Viviane arbeitet acht bis zehn Stunden am Tag, abends ist sie müde, viel Zeit für Freunde bleibt da nicht. Trotzdem hat sie sich kürzlich entschlossen, einen HipHop-Tanzkurs zu besuchen, als Ausgleich zur Arbeit. "An diese Art von körperlicher Anstrengung muss ich mich allerdings erst gewöhnen. Der Muskelkater hatte es in sich."

Ab und zu, wenn sie mal frei hat, fährt sie zum Shoppen in ihre alte Heimat Berlin. "Aber ich bin jedes Mal froh, wenn ich wieder im Zug nach Hause sitze." Das ehemalige Stadtkind liebt heute das Landleben. Und sie brezelt sich auch regelmäßig auf - für ihre Lieblinge auf der Kuhweide. Die Fingernägel lackiert sie fast immer. "Manchmal schminke ich mich auch, bevor ich auf die Koppel gehe."

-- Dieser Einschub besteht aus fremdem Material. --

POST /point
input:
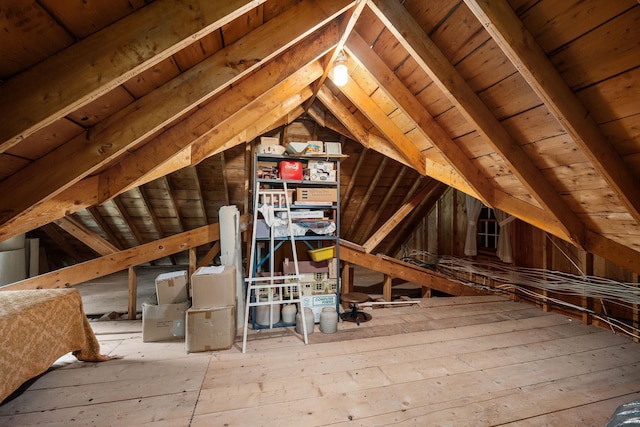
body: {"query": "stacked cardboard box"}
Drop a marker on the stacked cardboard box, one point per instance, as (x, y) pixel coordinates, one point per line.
(165, 319)
(211, 321)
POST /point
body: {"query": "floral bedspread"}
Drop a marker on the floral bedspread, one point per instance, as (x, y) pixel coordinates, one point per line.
(37, 327)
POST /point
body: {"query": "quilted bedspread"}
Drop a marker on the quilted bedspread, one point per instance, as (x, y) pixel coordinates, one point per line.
(37, 327)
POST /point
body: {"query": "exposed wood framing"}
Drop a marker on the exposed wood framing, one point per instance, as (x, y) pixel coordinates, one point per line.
(442, 72)
(86, 236)
(82, 272)
(133, 293)
(245, 96)
(406, 271)
(396, 218)
(412, 108)
(147, 115)
(528, 57)
(392, 190)
(355, 222)
(105, 227)
(385, 125)
(104, 60)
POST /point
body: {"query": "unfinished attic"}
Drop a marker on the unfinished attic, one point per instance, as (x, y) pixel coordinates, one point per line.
(484, 199)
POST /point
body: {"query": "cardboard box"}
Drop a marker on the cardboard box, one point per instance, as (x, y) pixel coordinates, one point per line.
(322, 165)
(290, 169)
(164, 321)
(312, 194)
(210, 329)
(213, 286)
(317, 302)
(172, 288)
(318, 175)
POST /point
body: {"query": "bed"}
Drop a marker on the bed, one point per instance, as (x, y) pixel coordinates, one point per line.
(38, 327)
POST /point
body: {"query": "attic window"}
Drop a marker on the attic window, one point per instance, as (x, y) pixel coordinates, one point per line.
(488, 231)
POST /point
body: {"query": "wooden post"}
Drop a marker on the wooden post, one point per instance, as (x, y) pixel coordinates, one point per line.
(635, 317)
(586, 302)
(386, 287)
(345, 279)
(192, 261)
(133, 294)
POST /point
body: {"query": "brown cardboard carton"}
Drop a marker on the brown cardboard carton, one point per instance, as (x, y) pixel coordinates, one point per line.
(213, 286)
(161, 322)
(172, 287)
(210, 329)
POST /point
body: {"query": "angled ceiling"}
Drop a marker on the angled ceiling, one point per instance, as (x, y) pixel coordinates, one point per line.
(123, 118)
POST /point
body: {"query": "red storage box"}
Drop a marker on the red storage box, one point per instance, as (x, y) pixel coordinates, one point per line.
(290, 169)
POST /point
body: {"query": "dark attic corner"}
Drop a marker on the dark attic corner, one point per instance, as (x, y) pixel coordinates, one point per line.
(304, 212)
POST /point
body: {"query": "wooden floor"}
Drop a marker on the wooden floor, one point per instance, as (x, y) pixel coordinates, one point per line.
(464, 361)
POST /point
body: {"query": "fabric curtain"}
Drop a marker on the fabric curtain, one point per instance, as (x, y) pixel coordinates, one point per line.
(474, 206)
(504, 238)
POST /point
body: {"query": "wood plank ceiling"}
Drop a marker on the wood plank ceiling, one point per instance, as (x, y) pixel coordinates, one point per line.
(124, 122)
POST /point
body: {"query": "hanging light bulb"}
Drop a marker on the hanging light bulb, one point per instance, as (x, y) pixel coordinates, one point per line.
(340, 71)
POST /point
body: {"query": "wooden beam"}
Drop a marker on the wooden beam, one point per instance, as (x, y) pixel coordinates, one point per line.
(389, 83)
(355, 221)
(133, 294)
(384, 124)
(111, 138)
(210, 255)
(349, 22)
(401, 235)
(396, 218)
(406, 271)
(139, 166)
(383, 205)
(78, 273)
(106, 228)
(62, 242)
(438, 171)
(446, 77)
(128, 221)
(106, 59)
(86, 236)
(504, 26)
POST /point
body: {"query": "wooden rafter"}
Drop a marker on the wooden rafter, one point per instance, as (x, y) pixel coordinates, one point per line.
(527, 56)
(62, 241)
(349, 23)
(47, 176)
(447, 78)
(104, 60)
(385, 125)
(273, 81)
(128, 221)
(105, 227)
(404, 210)
(411, 107)
(415, 217)
(383, 146)
(86, 236)
(78, 273)
(404, 271)
(381, 208)
(364, 202)
(166, 181)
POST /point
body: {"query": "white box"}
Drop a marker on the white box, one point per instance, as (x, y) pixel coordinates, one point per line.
(318, 175)
(317, 302)
(214, 286)
(172, 288)
(322, 165)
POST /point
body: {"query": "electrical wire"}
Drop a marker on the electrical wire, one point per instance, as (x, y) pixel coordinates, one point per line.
(507, 279)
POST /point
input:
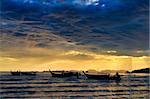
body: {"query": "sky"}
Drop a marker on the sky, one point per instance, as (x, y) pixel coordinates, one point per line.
(74, 34)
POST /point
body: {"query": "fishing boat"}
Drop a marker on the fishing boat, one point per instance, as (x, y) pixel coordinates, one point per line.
(28, 73)
(103, 76)
(62, 74)
(18, 73)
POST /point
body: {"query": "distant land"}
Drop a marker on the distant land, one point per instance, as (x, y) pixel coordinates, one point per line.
(144, 70)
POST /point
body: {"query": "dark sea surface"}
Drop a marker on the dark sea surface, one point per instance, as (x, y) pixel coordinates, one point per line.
(43, 86)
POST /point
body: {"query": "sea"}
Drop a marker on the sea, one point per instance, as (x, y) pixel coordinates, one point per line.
(44, 86)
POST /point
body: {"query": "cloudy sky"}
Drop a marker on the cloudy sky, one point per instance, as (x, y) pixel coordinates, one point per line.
(74, 34)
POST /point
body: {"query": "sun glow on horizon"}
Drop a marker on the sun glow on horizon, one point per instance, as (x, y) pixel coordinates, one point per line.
(38, 59)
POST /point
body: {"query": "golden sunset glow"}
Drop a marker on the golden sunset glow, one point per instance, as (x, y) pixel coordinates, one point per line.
(40, 59)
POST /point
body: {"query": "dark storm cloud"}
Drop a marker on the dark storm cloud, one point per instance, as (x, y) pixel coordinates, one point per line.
(120, 25)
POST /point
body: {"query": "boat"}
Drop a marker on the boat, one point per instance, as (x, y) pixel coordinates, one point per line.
(103, 76)
(62, 74)
(18, 73)
(28, 73)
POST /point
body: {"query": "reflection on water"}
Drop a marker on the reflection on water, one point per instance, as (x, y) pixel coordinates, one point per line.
(43, 86)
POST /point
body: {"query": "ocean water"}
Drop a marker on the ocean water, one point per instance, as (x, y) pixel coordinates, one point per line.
(43, 86)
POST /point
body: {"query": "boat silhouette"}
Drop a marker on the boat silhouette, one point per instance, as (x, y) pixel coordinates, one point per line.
(18, 73)
(62, 74)
(103, 76)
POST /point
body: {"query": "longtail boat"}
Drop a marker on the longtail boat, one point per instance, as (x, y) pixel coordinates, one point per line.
(62, 74)
(103, 76)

Ist Bäuerin nach wie vor ihr Traumjob? Sie zögert kurz: "Manchmal denke ich schon, warum tue ich mir das an? Vor allem, wenn ich sehe, dass die Rinder mal wieder die Zäune kaputt gemacht haben und ich sie wieder aufbauen muss. " Dann lacht sie: "Aber ganz ehrlich, dieser Gedanke hält bei mir maximal vier Stunden."

Es ist Mittag geworden, Viviane bekommt langsam Hunger. "Was gibt es zu essen?", will sie von ihrer Mutter wissen. Auch als Chefin über Hunderte Rinder, Alpakas und Schweine bleibt sie immer noch ein bisschen Kind.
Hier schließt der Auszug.